Why have I been playing so many sad games lately?
This was a question that ran through my head as soon as the end credits began to roll in Brothers: A Tale Of Two Sons. A couple weeks ago I had played Continue?9876543210, whose mere concepts would make any appreciative gamer tear up. Last month the choices and events I bore witness to in the Season Two opener of The Walking Dead had my lips trembling, as I did my best to hold back the tears. Then there were the other titles that made my heart heavy in many places throughout 2013: The Last of Us, Ni No Kuni, even BioShock Infinite and Metro: Last Light had moments that gave me tear-stained eyes.
But Brothers? Oh man, did I find this one the saddest of the bunch. Developed by Starbreeze Studios (Chronicles of Riddick series) and award-winning Swedish director Josef Fares the game has you take control of two siblings as they search for a cure to what is ailing their dying father. Their mother drowned at sea while the youngest brother tried to save her, so the task to keep their only remaining parent alive is obviously important. They then journey throughout the land to find this mystical cure, traveling through lands of giants, ice, and wolves. The only thing that will keep them on the path of success, though, is for the two brothers to constantly work together.
When playing the game you must control both brothers (named Nyaa and Naiee), with each one taking helm on either side of the controller. Using the left stick and L2 button maneuvers the older brother, whereas the right stick and R2 button moves the younger brother. At first this can be a daunting task, especially when having Nyaa and Naiee running away from danger in two different spots. Initially I thought this would be a great game for couples, with each significant other taking helm of one side of the controller (the same way that Ms. 'Splosion Man's "2 Girls, 1 Controller" mode worked).
Then during the the second half of the game it dawned on me why this game plays the way it does: it's trying to teach you to multitask for each brother, as you cannot solve puzzles or defeat bosses without having to use both siblings at the same time. It won't hit you near the end of the game, but there's a bold reason why a single-player co-op gameplay mechanic was implemented into Brothers. And trust me: when you reach that moment, you may want to drop your controller for a moment, find the nearest corner of your room, and proceed to sob uncontrollably.
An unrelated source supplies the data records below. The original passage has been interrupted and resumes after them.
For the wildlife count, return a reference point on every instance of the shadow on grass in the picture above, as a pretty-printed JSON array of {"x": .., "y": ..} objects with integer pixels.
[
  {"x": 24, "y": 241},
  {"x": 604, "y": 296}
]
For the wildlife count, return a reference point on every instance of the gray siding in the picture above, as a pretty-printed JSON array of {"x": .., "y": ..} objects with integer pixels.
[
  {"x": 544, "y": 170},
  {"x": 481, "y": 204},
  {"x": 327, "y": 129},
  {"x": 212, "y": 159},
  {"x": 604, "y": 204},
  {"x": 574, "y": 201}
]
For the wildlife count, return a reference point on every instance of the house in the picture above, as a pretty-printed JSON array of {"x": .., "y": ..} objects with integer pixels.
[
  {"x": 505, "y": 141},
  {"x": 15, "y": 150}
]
I'd be lying if I said I was familiar with Fares's film works, but playing Brothers: A Tale of Two Sons and experiencing its rich and emotional story really makes me want to check his back catalogue. None of the characters speak (other than in Sims-like dialogue), so you can only figure out how these brothers are feeling by what you see what's right in front of you. Fortunately what is seen is a breathtaking experience, chock full of heart and soul that only the likes of thatgamecompany have previously been the only ones to accomplish.
Graphically the worlds are a beauty to behold, from the icy worlds to the sight of the Tree of Life. However while the human characters don't look all too great they make up for it with their actions. Watching Naiee fly through the worlds on top of a gryphon will leave you awestruck. Just as spellbinding is Gustaf Grefberg's soundtrack, which knows exactly how to capture the right moments that'll make your heart fill with both joy and sadness.
There is a tiny downside to Brothers, and that is its game length. Lasting just over three hours the game may seem a bit too small for its $15 price point. With that being said going to an evening screening of the recent Hobbit film is just as much, only with this game the emotional impact you'll have will definitely stay with you for a much longer period of time.
- Powerful story and soundtrack
- Great usage of single-player co-op
- Unique puzzles
- Controls take awhile getting used to
- Human characters not as good looking as the worlds
- Short experience
Brothers: A Tale of Two Sons is a gaming experience you cannot miss. Its heartbreaking story and gorgeous worlds will leave you clamoring for more titles like this to exist. Fortunately we now live with an industry who will probably do just that. Now I need to find a happier game to play, because my heart is still trying to recover from what is now the title-holder of the saddest video game ever made.